Basically, the game-changing concept is to pick an outcome with an amount to wager per point – the more correct you are, the larger the payout. For instance, if a bet was to win by 1 point above the line (the score offered by Pointsbet), customers would receive $1. If it was to win by 20 points, customers would win $20.

With the amount of sports betting in Australia, it is hard to imagine a sports-centric country like the US had a nationwide ban on sports betting right up until 2018. At that time, a supreme court ruling passed the ability to legalise sports betting over to individual states. Logically, the revenues involved make this a very enticing prospect for states and for this reason, we have seen and expect to continue seeing an explosion in the number of states legalising.

Pointsbet is positioning themselves as one of the first movers in the US. With a unique offering, quality technology and large marketing budget, they are continuing their aggressive growth strategy to lock in an early piece of a market with unbelievable growth potential as additional states begin to open for business. In a matter of months, Pointsbet has seen their US market opportunity expand as each new state comes to legalise sports betting. With only a minority of US states accessible so far, the runway for growth is still extremely large. And as the market grows, even a small market share for Pointsbet will prove lucrative.

Stock 3: PushPay (ASX: PPH)

Pushpay Holdings Limited is a cloud-based online payment solution that provides a donor management system, including donor tools, finance tools and custom community app, to religious organisations, non-profit organisations and education providers in the US, Canada, Australia and New Zealand.

Founded in 2011, Pushpay operates under a SaaS (Software as a Service) model, with a heavy emphasis on churches. As of 31 March 2020, Pushpay maintains a customer base of 10,896 churches and an annual revenue retention rate of 100%. While Pushpay is listed on both the Australian Securities Exchange (ASX) and New Zealand Stock Exchange (NSX), 98% of its customers are in North America (US and Canada).

Pushpay’s acquisition of Church Community Builder, a US-based leading provider of church management system (Chms), in December 2019 proved to be “God’s gift”. The acquisition complemented Pushpay’s custom community app and donation solution, such that online churches could manage administrative affairs and ensure church announcements, sermon streaming, and mobile giving were maintained throughout the quarantine period. We argue Pushpay’s integrated system for churches poses as a powerful competitive advantage that differentiates them from other payment process services like PayPal and Stripe.

We are also very encouraged by Pushpay’s total processing volume growth rate, as a key component of their revenue is the processing fee of 1.8%. In FY20, total processing volume increased by 39%, amounting to US$5 billion, which is expected to grow more as Pushpay states most churches see a 76% growth in recurring givers in their first 6 months without losing current givers.

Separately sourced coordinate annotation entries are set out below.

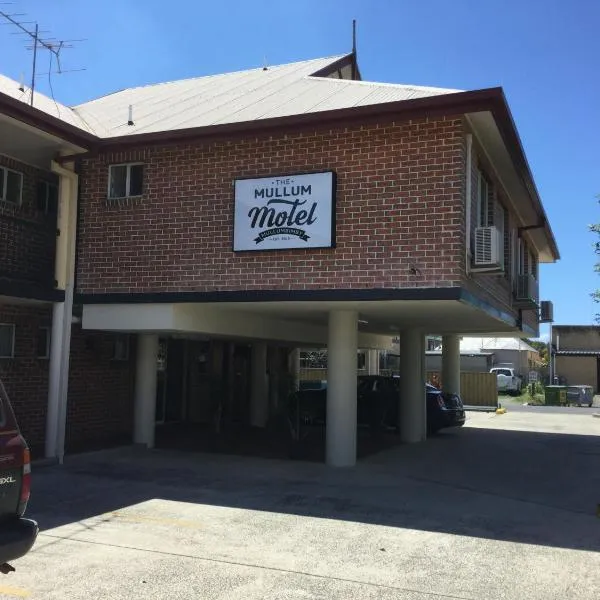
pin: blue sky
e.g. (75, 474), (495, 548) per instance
(0, 0), (600, 336)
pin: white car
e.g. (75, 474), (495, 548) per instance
(490, 367), (523, 396)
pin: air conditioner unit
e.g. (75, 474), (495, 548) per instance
(515, 275), (538, 304)
(540, 300), (554, 323)
(473, 227), (504, 267)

With social distancing restrictions expected to continue, Medallion is encouraged by Pushpay’s prospects as revenues and gross operating margins jump, all while total operating expenses improve.

At Medallion, there is a strong emphasis on the founder and management team’s involvement, as we believe it increases the likelihood of management’s interests aligning with shareholder interests. Hence, we find co-founder Chris Heaslip and Directors’ equity stake amounting to 49.7% encouraging, as it suggests there is a vested interest for management to grow the company.

We view it as a great opportunity to take a position in a business that is rapidly growing their customer base, revenue, and margins, both organically and through targeted acquisitions. While Pushpay’s customers are predominantly North American, it is important to consider the prospects of global expansion, given the world’s Christian population is 2.3 billion.

Important: This content has been prepared without taking account of the objectives, financial situation or needs of any particular individual. It does not constitute formal advice. Consider the appropriateness of the information in regard to your circumstances.